Junior Achievement and Fulton County Schools
Fulton County Schools and Junior Achievement of Georgia will be joining forces to establish a Magnet Business Academy at Benjamin Banneker High School in College Park.
“It’s the worst performing high school we have,” said Robert Avossa, superintendent of Fulton County Schools. “The big takeaway is that the business community has the know-how and the resources to help us solve very big issues. This will be another opportunity for corporate America to help us solve complex issues.”
Banneker High School currently graduates 42 percent of its students, far below the county and the state average.
Avossa said the school also is starting programs in the movie industry and the culinary arts to try to keep students in school. He envisions students combining those studies with the business curriculum. “We are trying to create opportunities for these children,” Avossa said. “I think it’s going to be extremely popular. I think it’s something the community can be proud of.”

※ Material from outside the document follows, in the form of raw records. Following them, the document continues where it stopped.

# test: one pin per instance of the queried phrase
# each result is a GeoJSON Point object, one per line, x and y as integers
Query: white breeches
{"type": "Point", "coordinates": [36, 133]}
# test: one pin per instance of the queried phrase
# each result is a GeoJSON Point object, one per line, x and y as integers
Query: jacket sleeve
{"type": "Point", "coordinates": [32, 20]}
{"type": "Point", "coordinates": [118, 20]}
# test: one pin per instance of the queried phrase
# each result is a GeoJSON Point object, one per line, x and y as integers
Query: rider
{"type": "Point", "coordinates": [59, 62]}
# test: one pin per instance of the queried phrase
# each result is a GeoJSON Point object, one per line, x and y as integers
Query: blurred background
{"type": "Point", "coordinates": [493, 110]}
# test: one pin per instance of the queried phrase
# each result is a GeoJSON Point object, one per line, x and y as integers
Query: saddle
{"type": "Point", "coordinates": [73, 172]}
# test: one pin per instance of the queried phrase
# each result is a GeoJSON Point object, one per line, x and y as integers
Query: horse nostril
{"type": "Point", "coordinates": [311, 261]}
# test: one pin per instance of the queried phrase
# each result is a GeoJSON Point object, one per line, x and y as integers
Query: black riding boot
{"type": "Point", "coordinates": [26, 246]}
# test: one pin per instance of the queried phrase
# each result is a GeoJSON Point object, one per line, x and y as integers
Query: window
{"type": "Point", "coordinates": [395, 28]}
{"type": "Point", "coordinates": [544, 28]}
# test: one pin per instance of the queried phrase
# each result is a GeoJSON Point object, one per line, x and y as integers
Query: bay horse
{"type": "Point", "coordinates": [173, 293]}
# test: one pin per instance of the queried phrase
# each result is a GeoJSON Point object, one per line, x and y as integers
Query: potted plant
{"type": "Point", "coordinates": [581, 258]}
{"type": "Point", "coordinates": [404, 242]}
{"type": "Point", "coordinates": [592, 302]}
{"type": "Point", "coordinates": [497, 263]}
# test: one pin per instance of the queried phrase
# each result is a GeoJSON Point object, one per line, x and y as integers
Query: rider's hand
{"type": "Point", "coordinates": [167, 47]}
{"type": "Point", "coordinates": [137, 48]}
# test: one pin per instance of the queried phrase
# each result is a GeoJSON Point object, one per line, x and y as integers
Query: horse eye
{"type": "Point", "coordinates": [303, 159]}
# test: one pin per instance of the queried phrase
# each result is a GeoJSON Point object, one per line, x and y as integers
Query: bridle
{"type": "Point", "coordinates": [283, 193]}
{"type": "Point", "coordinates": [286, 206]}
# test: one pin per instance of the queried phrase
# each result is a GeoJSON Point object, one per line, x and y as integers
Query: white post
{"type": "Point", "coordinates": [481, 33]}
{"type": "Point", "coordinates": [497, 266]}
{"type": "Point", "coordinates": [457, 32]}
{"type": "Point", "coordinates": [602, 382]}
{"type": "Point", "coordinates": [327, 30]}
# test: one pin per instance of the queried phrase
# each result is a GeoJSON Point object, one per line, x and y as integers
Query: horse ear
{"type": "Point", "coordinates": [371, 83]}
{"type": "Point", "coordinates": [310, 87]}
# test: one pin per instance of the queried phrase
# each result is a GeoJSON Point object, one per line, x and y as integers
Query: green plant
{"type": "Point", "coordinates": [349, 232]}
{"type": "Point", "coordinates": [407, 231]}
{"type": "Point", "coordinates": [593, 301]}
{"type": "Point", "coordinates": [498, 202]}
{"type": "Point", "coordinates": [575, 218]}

Jack Harris, president of JA of Georgia, said the idea for the magnet program grew out of the JA Discovery Center at the Georgia World Congress Center. It was a way to help students who experienced the Discovery Center in Middle School to immerse themselves in business studies in High School.
The Banneker Magnet Business Academy will begin in the fall of 2015 for 150 rising 9th graders, and a new class will be added each year until the program reaches 600 students.
It would be open to all Fulton County students, but two-thirds would come from the Banneker school district.
“What’s so cool is that all those rising 9th graders would have already experienced the Discovery Center last year so they would have an idea of what Junior Achievement offers,” Harris said. “The timing did work out perfectly.”
Senior Connections has appointed UPS executive Roger Whitson to its board.
Whitson is managing director of supply chain optimization for the UPS Customer Solutions Group.
“Roger brings great expertise in logistic, supply chain and delivery management,” said Debra Furtado, CEO of Senior Connections. “His experience in these disciplines will be of great help for us in our continued effort to provide essential home and community-based care to seniors in our community.”